Chiny są największym rynkiem gier wideo na świecie, a polscy producenci są na nim coraz bardziej rozpoznawalni. W sobotę i niedzielę polscy twórcy gier prezentowali swoje najnowsze produkcje i występowali z wykładami na jednej z pekińskich uczelni.
Obecność polskiej branży gier wideo jest nowością i dodatkową atrakcją tegorocznej drugiej edycji festiwalu Polskie Kręgi Sztuki w Chinach, który potrwa do 20 grudnia.
Wydarzenie miało miejsce na Chińskim Uniwersytecie Komunikacji w Pekinie, mającym najdłuższe w Chinach tradycje w dziedzinie projektowania gier wideo. Wykłady dotyczyły szerokiej gamy zagadnień, od budowania fabuły po projektowanie graficzne. Cieszyły się dużym zainteresowaniem – poinformował PAP dyrektor festiwalu Wojciech Majewski.
Celem wykładów w Pekinie była promocja marki Polski jako kraju produkującego gry wideo, wymiana doświadczeń dotyczących projektowania gier oraz podtrzymanie kontaktu z chińskimi twórcami, co może ułatwić w przyszłości współpracę i wejście na chiński rynek większej liczby polskich tytułów. Przez dwa dni stoiska prezentujące gry polskiej produkcji odwiedził co najmniej tysiąc chińskich graczy - dodał Majewski.
Według prowadzonego przez Ministerstwo Rozwoju portalu promocji eksportu polska branża gier z roku na rok coraz mocniej zaznacza swoją obecność na rynku światowym i ma potencjał, by stać się kluczowym elementem rozwoju polskiej innowacyjności i znakiem rozpoznawczym krajowego biznesu i kultury.
„Wysoki poziom polskich gier wynika z tradycji polskiego projektowania graficznego, z polskiej szkoły plakatu, z pewnej wrażliwości. Dlatego postanowiłem pokazać je na rynku chińskim. Uważam, że to promuje Polskę. Pokazuje dziedzinę, która jest bardzo ważna” - powiedział Majewski.

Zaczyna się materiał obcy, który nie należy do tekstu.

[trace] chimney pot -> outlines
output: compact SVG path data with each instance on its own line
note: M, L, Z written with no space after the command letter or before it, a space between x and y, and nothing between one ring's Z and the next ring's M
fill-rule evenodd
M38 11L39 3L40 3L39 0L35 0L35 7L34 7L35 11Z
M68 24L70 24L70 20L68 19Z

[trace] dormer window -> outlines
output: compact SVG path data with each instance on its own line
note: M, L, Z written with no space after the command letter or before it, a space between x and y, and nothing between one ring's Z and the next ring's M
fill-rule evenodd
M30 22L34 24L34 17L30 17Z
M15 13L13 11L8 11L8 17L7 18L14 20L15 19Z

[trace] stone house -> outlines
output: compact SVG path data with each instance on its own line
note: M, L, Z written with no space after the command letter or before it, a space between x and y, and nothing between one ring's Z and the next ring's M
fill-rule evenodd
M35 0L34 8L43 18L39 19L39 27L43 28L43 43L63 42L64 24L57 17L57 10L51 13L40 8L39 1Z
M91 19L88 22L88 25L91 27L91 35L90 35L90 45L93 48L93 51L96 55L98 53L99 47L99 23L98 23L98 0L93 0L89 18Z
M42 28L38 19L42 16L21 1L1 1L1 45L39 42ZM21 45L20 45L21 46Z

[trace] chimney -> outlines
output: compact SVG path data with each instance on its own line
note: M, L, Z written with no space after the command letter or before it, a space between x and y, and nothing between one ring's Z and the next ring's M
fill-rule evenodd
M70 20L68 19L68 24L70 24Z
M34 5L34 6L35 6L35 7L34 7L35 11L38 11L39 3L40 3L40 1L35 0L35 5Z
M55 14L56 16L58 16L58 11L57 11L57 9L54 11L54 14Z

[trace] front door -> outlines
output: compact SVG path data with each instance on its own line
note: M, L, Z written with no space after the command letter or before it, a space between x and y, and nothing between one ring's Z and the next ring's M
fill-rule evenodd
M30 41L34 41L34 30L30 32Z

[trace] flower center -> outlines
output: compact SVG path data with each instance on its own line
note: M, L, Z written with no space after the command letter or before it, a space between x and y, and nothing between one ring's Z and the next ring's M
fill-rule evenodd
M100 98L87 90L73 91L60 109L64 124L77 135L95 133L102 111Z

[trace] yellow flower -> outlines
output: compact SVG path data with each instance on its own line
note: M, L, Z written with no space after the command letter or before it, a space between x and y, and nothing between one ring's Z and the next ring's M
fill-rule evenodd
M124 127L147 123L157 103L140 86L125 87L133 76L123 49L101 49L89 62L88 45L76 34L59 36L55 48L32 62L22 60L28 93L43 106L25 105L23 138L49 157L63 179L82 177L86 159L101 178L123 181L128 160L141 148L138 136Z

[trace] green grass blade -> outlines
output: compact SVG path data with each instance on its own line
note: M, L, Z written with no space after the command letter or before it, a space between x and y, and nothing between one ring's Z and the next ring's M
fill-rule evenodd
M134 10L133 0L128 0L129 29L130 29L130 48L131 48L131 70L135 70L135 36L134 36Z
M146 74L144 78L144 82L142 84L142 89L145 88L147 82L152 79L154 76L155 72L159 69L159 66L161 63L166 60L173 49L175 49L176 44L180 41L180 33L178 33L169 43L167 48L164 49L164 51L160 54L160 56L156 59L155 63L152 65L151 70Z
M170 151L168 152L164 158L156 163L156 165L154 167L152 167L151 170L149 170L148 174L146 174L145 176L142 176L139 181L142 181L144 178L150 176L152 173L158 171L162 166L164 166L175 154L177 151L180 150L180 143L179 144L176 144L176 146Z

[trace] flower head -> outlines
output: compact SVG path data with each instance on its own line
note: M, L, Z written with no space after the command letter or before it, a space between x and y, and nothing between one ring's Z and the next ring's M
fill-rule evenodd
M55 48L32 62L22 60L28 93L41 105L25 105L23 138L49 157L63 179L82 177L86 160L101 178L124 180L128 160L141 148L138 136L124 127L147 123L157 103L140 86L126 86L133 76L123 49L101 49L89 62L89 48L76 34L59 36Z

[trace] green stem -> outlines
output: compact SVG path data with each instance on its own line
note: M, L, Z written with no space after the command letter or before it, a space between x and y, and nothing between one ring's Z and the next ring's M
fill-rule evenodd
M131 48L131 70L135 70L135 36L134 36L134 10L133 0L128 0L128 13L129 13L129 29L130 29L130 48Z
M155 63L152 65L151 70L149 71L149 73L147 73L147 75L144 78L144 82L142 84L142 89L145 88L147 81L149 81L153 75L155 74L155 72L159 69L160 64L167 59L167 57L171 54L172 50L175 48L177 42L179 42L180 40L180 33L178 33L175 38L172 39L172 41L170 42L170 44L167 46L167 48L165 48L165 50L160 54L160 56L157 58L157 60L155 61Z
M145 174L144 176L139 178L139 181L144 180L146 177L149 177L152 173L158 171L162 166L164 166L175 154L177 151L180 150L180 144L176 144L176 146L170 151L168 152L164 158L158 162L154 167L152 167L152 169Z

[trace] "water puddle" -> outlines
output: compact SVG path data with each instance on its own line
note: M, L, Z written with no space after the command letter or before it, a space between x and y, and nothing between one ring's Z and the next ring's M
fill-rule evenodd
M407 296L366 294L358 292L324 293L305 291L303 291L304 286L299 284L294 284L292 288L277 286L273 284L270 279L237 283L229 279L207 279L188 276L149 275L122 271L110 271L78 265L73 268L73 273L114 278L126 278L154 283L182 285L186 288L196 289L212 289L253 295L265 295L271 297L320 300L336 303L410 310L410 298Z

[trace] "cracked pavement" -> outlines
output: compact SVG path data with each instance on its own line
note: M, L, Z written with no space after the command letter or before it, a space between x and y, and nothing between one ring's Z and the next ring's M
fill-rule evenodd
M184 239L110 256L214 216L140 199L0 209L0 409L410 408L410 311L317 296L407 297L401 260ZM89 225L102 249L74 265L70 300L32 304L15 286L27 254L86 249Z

Chiny są obecnie największym rynkiem gier wideo na świecie. Analitycy Newzoo szacują liczbę chińskich graczy na 565 mln, a tegoroczne przychody z tego rynku na 27,5 mld USD, co stanowi mniej więcej jedną czwartą wartości całego światowego rynku gier.
„Na rynku chińskim polskich gier za wiele nie ma. Ale to nie zmienia faktu, że polscy projektanci są bardzo zainteresowani, żeby na tym rynku zaistnieć” - powiedział PAP prezes instytucji wspierającej rozwój gier wideo ARP Games Remigiusz Kopoczek.
Prezes ARP Games dodał, że chiński rynek nie jest łatwy i aby odnieść na nim sukces, trzeba się do tego dobrze przygotować. Na przeszkodzie stoją różnice kulturowe oraz bariery prawne w dostępie do rynku, związane z cenzurą i certyfikacją gier – wyjaśnił Kopoczek, który na pekińskim uniwersytecie opowiadał o historii polskiej branży.
Jak zauważa portal promocji eksportu, na rynek chiński nie może wprowadzić swoich gier firma z zagranicy. Trzeba mieć na miejscu oddział, a najlepiej lokalnego partnera, gdyż tylko on może wystąpić do cenzury o dopuszczenie produktu.
Kopoczek ocenił, że polscy twórcy gier wyróżniają się kreatywnością, często łamią konwencje i tworzą innowacyjne projekty. „Polskie gry są naprawdę bardzo dobre, to jest najwyższy poziom światowy” - powiedział.
Chociaż od dwóch lat w Chinach wolno sprzedawać konsole do gier, największym segmentem rynku w tym kraju wciąż są programy na komputery klasy PC, które odpowiadają za ponad połowę obrotów. Według prognoz firmy IHS Markit w tym roku gry na PC ustąpią jednak segmentowi gier mobilnych, który notuje największe wzrosty.
Największą popularnością cieszą się w Chinach produkcje rodzime. Chiński gigant internetowy Tencent jest największym na świecie wytwórcą gier pod względem obrotów, a wyprodukowana przez niego na podstawie komputerowej „League of Legends” (również będącej własnością Tencenta) gra „Honour of Kings” jest jedną z najlepiej zarabiających gier mobilnych na świecie.